Contrary to my original plan, I didn't devote a class to aggregators. That was probably a mistake. I realized that after listening to and pondering
a show on the subject by my colleague Mr. Dankosky.People use these things a lot, whether its a
user-rated model like Digg or a
bot-driven model like Memeorandum. Or algo-driven like Google news. It's also incresingly common to
see news coverge of an item's performance on memeorandum, as if that measured something (which it probably does ...in a circular, self-reinforcing manner).
TPM DC had it at 11, adding that Rahm Emmanuel told staffers "not to come back to
the next day's meeting if they hadn't read the article." The Daily Beast got it
at one twenty and, by afternoon, it was at the top of the Memeorandum--a site
that highlights in real time what is being most heavily linked to--homepage..
Obviously, that starts to put a lot of power in certain (sometimes robotic) hands. Which makes it pretty important to figure out,
as this and other sites do, what's really going on with
something like Google news. But, the other problem with aggregation is that it's ahistorical and acontextual.
I mean, you can follow the links and dig around and find that stuff, but it's not there on the surface of the site itself. And that makes me wonder whether the aggregators promote
a kind of snapshot-thinking. It's nice to be"ïn the moment" in your zen practice. In your understanding of news and the world you live in, not so much.
But then it's also not as simple as that, particularly at Digg, which has a really interesting search function. I decided to type in something releatively esoteric, something connected to a relatively distant news event.
So I typed in
"Zoe Baird"(long story).And I was impressed.
I even followed one of the links and
wound up at this blog which regularly offers, of all things, sort of an aggregation of interesting history links.
It all made me think, though, that storage and searchability are huge battlefronts in the future of 'net culture. In the world of search, Google is inadequate and even if it were adequate it doesn't make sense to give it so much power. My guess is that there will be, there should be eventual search engine models that work in different ways. Maybe even search engines that mirror our various perspectives a little bit. Either that, or materials will be grouped and archived in places that make them easier to search in a more specific and nuanced and efficient way than the Google page-rank system. (For example, today I wanted to read an article that explains the rugby in "Invictus" to me. I bet such an article exists, but Google was a shitty way to have to look for it. But I bet somebody like our own Kevin could start a site that culls and groups the kind of article that cross references from films-of-interest to interests-sparked-by-those-films. And that site would NOT make me wade through the self-published stuff by untalented amateurs: "We didn't get until the end that Invictus was a poem. He should make that more clear.")
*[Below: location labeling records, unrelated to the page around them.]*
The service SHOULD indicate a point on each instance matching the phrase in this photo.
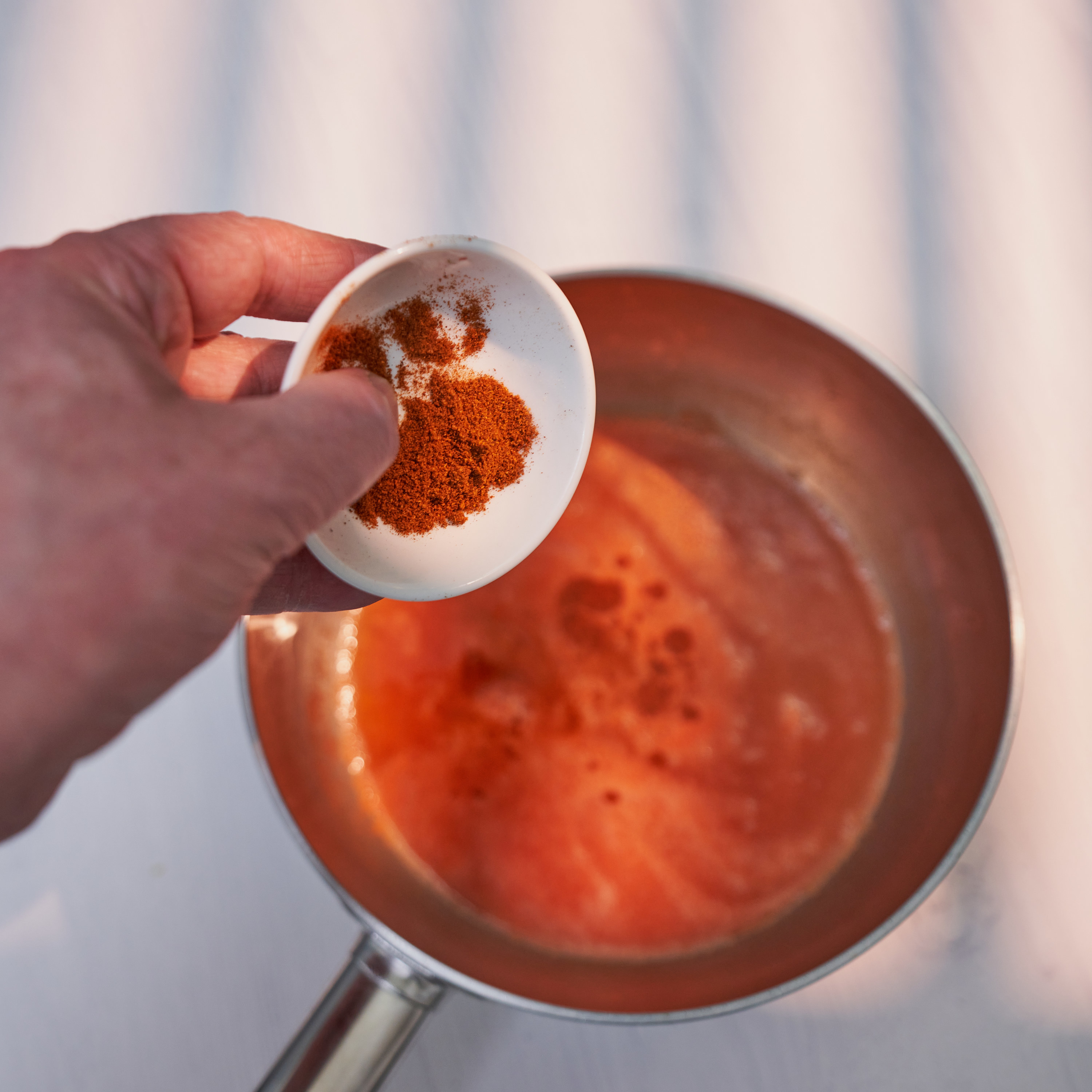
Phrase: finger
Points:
(302, 583)
(231, 367)
(326, 443)
(186, 278)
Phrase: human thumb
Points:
(328, 439)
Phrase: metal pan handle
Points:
(359, 1030)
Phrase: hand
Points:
(152, 485)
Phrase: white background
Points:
(919, 171)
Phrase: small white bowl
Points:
(538, 349)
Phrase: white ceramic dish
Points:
(538, 349)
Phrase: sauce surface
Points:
(665, 728)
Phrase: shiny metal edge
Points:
(457, 979)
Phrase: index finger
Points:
(187, 278)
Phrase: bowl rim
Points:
(574, 466)
(437, 970)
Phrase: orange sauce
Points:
(666, 728)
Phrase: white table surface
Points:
(920, 173)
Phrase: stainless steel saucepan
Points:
(873, 451)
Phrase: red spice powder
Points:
(463, 436)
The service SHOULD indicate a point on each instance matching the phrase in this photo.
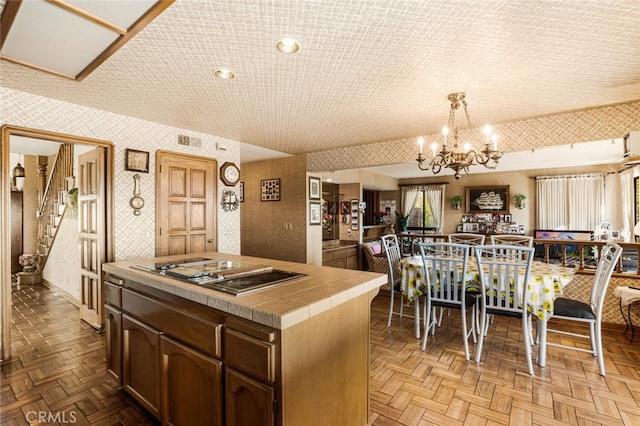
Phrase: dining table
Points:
(546, 283)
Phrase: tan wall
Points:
(519, 182)
(351, 191)
(276, 229)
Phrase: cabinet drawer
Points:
(250, 355)
(113, 292)
(177, 322)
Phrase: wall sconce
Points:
(18, 176)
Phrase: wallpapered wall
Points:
(134, 235)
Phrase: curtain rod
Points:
(571, 176)
(422, 184)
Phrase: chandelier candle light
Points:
(458, 157)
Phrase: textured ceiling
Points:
(368, 71)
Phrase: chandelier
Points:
(457, 157)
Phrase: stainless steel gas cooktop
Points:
(222, 275)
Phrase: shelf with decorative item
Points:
(520, 201)
(456, 201)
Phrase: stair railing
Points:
(62, 168)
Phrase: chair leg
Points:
(527, 341)
(465, 336)
(598, 339)
(428, 323)
(416, 304)
(481, 335)
(393, 292)
(474, 324)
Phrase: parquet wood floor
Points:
(58, 368)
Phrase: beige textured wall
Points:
(351, 191)
(134, 235)
(276, 229)
(519, 182)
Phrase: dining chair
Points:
(574, 312)
(392, 251)
(504, 276)
(445, 267)
(466, 238)
(512, 240)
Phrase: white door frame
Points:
(5, 206)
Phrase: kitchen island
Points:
(296, 352)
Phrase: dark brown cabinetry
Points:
(191, 386)
(189, 363)
(250, 358)
(113, 326)
(141, 361)
(249, 402)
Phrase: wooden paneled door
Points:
(185, 204)
(91, 196)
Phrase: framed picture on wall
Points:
(270, 190)
(354, 214)
(136, 161)
(487, 199)
(345, 206)
(314, 188)
(315, 214)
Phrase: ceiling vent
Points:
(189, 141)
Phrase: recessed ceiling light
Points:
(288, 46)
(225, 74)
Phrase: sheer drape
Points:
(409, 197)
(552, 211)
(435, 196)
(570, 202)
(628, 221)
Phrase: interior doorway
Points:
(9, 132)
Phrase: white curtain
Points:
(435, 196)
(586, 202)
(573, 202)
(409, 197)
(551, 196)
(628, 221)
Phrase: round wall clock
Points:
(229, 200)
(229, 173)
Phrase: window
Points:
(573, 202)
(421, 217)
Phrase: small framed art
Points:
(315, 214)
(270, 190)
(314, 188)
(136, 161)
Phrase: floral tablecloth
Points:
(545, 284)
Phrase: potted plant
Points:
(520, 200)
(457, 201)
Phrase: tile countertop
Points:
(279, 306)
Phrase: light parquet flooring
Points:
(438, 387)
(58, 367)
(57, 371)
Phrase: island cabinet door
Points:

But then there's a separate set of issues about who stores stuff and where that stuff is stored. I don't really speak the language of
server farms and clustered networks ... yet. But I feel like that's important in a way most of us don't get. I mean, it's like "Terminator." A lot of power is flowing over to the info equivalent of SkyNet. It's probably too important for us to let ourselves be stupid about it, you know?